Lawrence Nwimo, Awka
Rights activist and former United Nations Special Rapporteur on trafficking in persons, Professor Joy Ezeilo, has said that no fewer than 700 million women are still facing sexual and gender-based violence (GBV) globally.
Prof Ezeilo made the disclosure when she was featured as a Keynote Speaker in the September edition of the Ikengaonline Monthly Town-Hall Meeting themed: “The Forgotten Victims: Combating Human Trafficking, Sexual Assault, and Gender-Based Violence in South-East Nigeria,” on Thursday.
She said this is despite the campaigns against such practice in different parts of the world including Nigeria and South-East in particular.
She said women are increasingly becoming endangered species and men have continued to derive joy in subjecting them to inhumane and wicked practices in the form of superiority.
According to her, about 736 million women are still affected by sexual and gender-based violence, especially in their matrimonial homes, a spike she said has been witnessed globally since the era of the COVID-19 pandemic.
Speaking further, Professor Ezeilo, who is the Chairperson, Sexual Assault Referral Network (SARC); and Founder, Women Aid Collective (WACOL), said that sexual violence was never an Igbo culture, but regretted that in the present age, some men still treat their wives with iron fists.
“I am becoming worried as an Igbo woman, at the dimension that the phenomenon has taken. It is now wearing an Igbo face.
“As an Igbo woman, this is never our culture. Those days before urbanisation, modernisation, and exodus to the city set in, people lived together and culturally and if you dared beat your wife, you would be beaten up by your fellow men. But today, everybody lives in flats and a lot of things happen within such closure.
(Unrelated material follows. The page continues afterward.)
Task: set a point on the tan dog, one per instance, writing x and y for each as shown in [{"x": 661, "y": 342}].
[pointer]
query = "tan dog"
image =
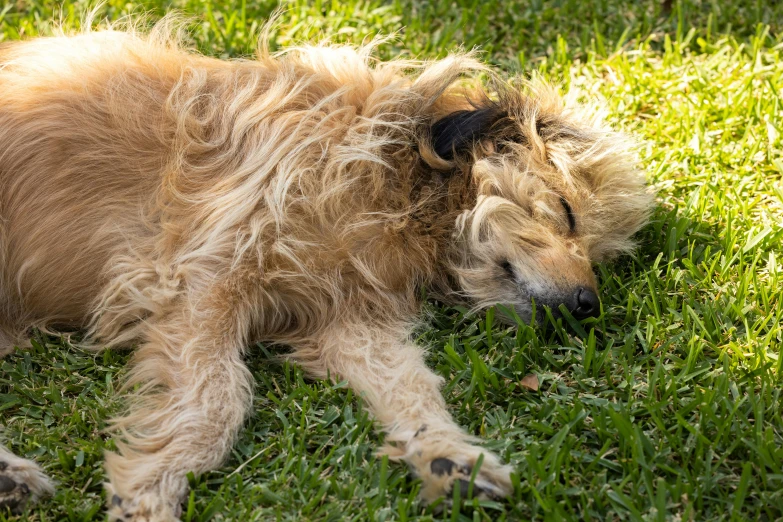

“Today, women are now seen as person degraded and are not accorded the respect they deserve; worst being in the South-East.
“It is becoming an epidemic. Sexual violence like rape is discussed in hush tones especially in Igboland because of the fear of stigmatising the victims.”
She said breaking the culture of silence in situations is critical to tackling wickedness against women in the society. She also said there should be concern about access to justice and accountability to enable victims speak up when their rights are violated.